Эта жуткая карусель продолжалась до самой темноты. Ранили Нинзю, добровольца из России. Сломана рука и ранение в ногу. Мы его обрабатываем, а он криком кричит, не от боли, нет. У него там брат погиб. «Что я маме скажу? Брат только три дня как приехал. Что я маме скажу?» И слезы, горькие слезы. Там много ребят погибло. От отсутствия нормальной связи, скоординированности действий, от вопиющего непрофессионализма отдающих приказы офицеров. Как потом оказалось, «Градами» накрыли наши же позиции. А на тот момент нужно было как-то попасть туда и забрать тех, кто выжил и только ранен. В разведку пошел Мороз. Об этом человеке я уже писала раньше. Прирожденный воин, храбрый и умный. Пока ходил на разведку, казалось, время остановилось. Вернулся. Очень спокойно и толково показал на карте командиру Капе, где лежат наши парни, где противник и как размещена их техника. Сказал, что слышал даже речь на английском и польском языках. Это значит, что подошел очень близко.

По результатам разведки решено ехать на открытом тягаче за ребятами — потому что никакой бронетехники у нас не было. Поехал Тихан с несколькими бойцами. Тягач не военный, что-то из гражданской, оставленной в аэропорту. Мы с Юрием рвались поехать вместе с ребятами, но жёсткий приказ Капы: «Ангел, я сказал НЕТ!» остановил мой порыв. Минут через 30–40 привезли ребят. Начали тут же оказывать необходимую помощь. Ранения были разной степени тяжести. Юрич распределил по разным машинам и маршрутам — кого в травму, кого в Калинина в 14-й корпус. Легких — в госпиталь. И опять сумасшедшая гонка по кругу. Когда ехали через Путиловский мост, по нам стрелял снайпер. Четко слышала попадание в фару на крыше машины. Я везла тяжело раненного парня и голову его держала у себя на коленях, обнимая руками, чтобы его не так сильно трясло. Обнимаю его и прошу Всевышнего, чтобы спас, если не меня, то хоть их. Рядом сидели мальчишки с переломами, им меньше досталось, но в глазах — непередаваемая смесь ужаса от увиденного, радости спасения и ярости.

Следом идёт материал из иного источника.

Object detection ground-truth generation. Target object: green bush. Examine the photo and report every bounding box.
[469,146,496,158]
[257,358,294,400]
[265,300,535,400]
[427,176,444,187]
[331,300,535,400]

Мальчиков определила в травматологию. Хорошо запомнила дежурившего в тот день врача Имени его не помню, высокий, с усиками, лет около 35. Очень чётко и профессионально работал. Некоторым небольшие ПХО делал прямо в приемном отделении. Никаких задержек и проволочек. Когда через полгода я приехала в отделение проведать раненного командира, встретила этого доктора в коридоре. Он скользнул по мне взглядом, потом сбился с шага и повернулся, подошел. Спросил неуверенно: «Я вас откуда-то помню?» Я сказала: «Да, доктор, я — Ангел, мы с вами осенью часто встречались. Только тогда я была в форме, в разгрузке, в пыли и крови, а сегодня в платье, с прической и на каблуках». Посмеялись, вспомнили те дни. Поблагодарили друг друга.

Вернулись в аэропорт, когда уже стемнело. Все наши сидели в каком-то разрушенном здании вокруг костра, не столько ради тепла, сколько по старой воинской привычке — костер объединяет и успокаивает душу. Командир наш Капа с лицом, черным от копоти и пережитых эмоций этого дня, сидит в центре. Ему позвонили по телефону и, видимо, спросили, сколько человек личного состава осталось в строю. Он посмотрел на нас и как в детском садике, начал считать по головам. Двадцать шесть человек. В бой пошло восемьдесят. Вот такая она, арифметика войны. Пустили по кругу бутылку водки и немудреную закуску. Помянули ушедших Воинов наших.

Мы на нашей «Скорой» повезли обратно Константина Сергеевича. Он в тот день не только оказывал помощь, но еще и пострелять успел. Пока в больнице Костя переодевался и собирался ехать домой, мы подъехали к моргу. Оттуда позвонили и попросили помочь с оформлением документов. Зашли. Там лежал на столе Арсений «Арафат». Знаете, бывает в тяжелые моменты такое чувство, что кажется, неправда. Это не со мной! Вот сейчас проснусь и все будут живы! Вот с таким же чувством я подходила к нему. Казалось, что это страшный сон и убили кого-то другого. А завтра он опять утром постучит в нашу комнату с вопросом: «Доки, кофейком не угостите?» Но нет. Его рыжая борода, лицо спокойное и с улыбкой. И между веками полосочка белка. Спи, Воин. Ты достойно сражался и твой путь — в Вальгаллу, к таким же воинам. Храбрым и умным.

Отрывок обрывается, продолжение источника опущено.